Figured I would put this up here, I will get pics in the near future, they are on my home computer right now. Over the weekend, I set up my 90 gallon tank with a 40 gallon sump under it. I began with seperating the sump into three sections and have some minor leaking from the overflow I will fix on thursday when i get some parts i am waiting on. After the tank was standing, I cleaned some aragonite sand from a cichlid tank I took down and mixed it with 2.5 gallons of mangrove mud. 

Getting it going: I put 4.5 gallons of fresh(as in collected the day before) mangrove mud in the bottom and promptly cut my finger on a shell that was mixed in. This filled about an inch. Then after smoothing the mud out, I put down the mixed mud and sand and smoothed it out. Thats about an 3 inches worth. On top of that i put down a layer of pure aragonite sand which added another .5"-1" to the substrate.

I put in 40 pounds of LR. Normally I would have went 75/25 baserock/LR but I am putting so little in the tank i figured i would go all the way, plus I really liked the pieces I got. I put this in the corner and a few more in the other corner. Wow that was more expensive than i remember and the LR was only 7.50, but its cool looking Haitian rock. I also got 10 pounds of rubble for the center chamber in the sump. 

I hooked up the lights, plugged in the heater and pump. Still missing one nozzle for the return but had the other one in place and the alternating SQWD is working flawlessly. 

Its still a little cloudy but i can see the back of the tank now. I have a few fiddler crabs running around, I dont expect them to last though, lots of pods, and a few snails and a small clam came in the mud. 

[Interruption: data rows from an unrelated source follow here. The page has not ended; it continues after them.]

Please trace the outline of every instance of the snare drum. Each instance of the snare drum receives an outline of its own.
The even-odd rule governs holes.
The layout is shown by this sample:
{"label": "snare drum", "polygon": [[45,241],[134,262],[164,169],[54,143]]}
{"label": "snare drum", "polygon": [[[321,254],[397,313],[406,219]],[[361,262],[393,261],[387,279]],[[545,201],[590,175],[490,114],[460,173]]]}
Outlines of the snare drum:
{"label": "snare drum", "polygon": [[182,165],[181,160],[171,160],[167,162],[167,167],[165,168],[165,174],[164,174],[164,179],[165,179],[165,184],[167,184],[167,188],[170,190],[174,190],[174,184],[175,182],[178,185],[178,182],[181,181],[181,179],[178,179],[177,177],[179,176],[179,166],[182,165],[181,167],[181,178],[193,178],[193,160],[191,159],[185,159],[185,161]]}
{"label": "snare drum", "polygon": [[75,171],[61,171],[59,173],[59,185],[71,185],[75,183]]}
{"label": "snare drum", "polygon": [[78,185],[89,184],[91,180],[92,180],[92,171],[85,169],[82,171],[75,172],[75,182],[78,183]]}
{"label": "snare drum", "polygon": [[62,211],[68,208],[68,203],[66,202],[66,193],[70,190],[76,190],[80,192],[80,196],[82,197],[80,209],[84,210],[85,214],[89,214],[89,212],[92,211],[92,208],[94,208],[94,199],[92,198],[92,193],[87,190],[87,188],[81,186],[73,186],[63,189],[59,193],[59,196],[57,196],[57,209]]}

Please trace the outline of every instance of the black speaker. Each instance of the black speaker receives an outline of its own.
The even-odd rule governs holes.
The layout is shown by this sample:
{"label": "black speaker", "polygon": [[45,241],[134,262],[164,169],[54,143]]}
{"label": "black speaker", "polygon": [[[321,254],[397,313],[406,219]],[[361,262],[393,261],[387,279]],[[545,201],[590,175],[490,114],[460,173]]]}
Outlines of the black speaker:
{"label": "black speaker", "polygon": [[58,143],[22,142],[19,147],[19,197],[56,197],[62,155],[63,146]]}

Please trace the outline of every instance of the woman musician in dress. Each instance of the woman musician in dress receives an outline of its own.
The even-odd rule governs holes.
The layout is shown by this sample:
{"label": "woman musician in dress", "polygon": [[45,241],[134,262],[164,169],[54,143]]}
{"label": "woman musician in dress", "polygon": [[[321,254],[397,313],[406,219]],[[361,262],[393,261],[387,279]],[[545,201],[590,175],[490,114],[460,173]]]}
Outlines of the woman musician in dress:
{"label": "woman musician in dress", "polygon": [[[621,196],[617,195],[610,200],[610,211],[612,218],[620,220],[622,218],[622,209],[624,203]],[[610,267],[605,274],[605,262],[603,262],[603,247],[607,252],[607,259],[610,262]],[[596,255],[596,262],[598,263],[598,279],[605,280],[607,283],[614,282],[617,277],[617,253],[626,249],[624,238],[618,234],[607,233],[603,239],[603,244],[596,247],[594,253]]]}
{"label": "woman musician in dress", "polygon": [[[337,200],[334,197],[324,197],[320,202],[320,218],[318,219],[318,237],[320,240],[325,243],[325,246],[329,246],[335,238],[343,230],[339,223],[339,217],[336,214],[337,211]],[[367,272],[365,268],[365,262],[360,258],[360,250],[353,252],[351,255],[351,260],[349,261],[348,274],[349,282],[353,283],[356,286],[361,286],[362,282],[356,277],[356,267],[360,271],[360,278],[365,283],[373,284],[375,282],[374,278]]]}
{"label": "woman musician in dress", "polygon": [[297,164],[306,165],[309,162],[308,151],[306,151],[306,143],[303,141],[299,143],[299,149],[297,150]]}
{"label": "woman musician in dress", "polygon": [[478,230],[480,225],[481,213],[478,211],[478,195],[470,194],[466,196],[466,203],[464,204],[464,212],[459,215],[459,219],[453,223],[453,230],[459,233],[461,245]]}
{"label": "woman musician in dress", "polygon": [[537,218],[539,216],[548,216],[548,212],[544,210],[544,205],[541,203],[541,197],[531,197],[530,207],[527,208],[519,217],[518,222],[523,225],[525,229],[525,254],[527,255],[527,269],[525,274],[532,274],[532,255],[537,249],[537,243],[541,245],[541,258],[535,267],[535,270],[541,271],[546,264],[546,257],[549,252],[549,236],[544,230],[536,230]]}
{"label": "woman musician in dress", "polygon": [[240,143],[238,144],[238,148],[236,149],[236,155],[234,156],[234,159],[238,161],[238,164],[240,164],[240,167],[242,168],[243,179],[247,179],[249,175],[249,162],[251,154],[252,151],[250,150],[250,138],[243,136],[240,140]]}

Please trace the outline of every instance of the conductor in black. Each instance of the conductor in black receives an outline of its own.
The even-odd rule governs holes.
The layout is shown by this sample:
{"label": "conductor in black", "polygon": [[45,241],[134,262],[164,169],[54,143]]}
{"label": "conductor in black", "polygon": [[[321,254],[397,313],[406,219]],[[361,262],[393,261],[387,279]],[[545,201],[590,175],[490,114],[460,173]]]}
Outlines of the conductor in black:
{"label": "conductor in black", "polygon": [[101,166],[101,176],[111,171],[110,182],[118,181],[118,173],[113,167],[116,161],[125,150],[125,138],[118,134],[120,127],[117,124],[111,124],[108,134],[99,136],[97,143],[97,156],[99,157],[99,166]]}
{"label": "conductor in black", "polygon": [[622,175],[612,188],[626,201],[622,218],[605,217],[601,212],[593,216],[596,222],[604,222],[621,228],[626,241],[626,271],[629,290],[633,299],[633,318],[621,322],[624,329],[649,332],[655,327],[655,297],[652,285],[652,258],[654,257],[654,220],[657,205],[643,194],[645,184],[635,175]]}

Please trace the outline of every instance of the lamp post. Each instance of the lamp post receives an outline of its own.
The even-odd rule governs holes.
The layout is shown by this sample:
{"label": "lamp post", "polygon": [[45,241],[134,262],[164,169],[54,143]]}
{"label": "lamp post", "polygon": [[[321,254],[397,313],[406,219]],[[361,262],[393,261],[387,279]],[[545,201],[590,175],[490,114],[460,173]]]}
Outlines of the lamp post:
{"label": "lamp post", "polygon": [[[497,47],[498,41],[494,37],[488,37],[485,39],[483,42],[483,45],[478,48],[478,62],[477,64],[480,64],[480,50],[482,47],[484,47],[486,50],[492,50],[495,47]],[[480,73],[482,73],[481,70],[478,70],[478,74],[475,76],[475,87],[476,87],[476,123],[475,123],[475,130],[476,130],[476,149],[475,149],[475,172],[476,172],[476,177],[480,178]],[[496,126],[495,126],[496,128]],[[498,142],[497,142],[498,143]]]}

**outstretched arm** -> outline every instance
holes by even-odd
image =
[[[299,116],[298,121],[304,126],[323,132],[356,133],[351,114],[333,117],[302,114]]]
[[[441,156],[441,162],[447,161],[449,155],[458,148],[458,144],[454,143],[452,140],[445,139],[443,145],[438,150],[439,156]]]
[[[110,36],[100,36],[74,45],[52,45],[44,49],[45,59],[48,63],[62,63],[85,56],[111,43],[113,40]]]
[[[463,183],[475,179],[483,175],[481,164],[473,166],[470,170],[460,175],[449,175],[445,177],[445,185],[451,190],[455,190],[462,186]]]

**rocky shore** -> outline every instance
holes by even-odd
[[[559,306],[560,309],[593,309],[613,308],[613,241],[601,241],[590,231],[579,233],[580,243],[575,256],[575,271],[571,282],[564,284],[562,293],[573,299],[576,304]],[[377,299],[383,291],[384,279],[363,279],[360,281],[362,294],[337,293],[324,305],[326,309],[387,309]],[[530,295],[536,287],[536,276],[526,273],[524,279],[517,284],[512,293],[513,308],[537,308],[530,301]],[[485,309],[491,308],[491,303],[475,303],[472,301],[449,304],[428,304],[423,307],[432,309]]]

I am planning this to be filled with macro algae and later some sea grasses so I didnt hook up a skimmer. All the research from people with macro tanks points to skimmers not being very helpful in this case and most people do not use them. For fish I am getting pipefish and perhaps some shrimp gobies and pistol shrimp along with a variety of other shrimps. Not planning on corals except nuisance leathers or over growth from my reef tank. Its going to be awhile before I add any real livestock except some grass shrimp. I am figuring there will be enough die off from the mud to not have to worry about adding any dead shrimp or cycle fish.


----------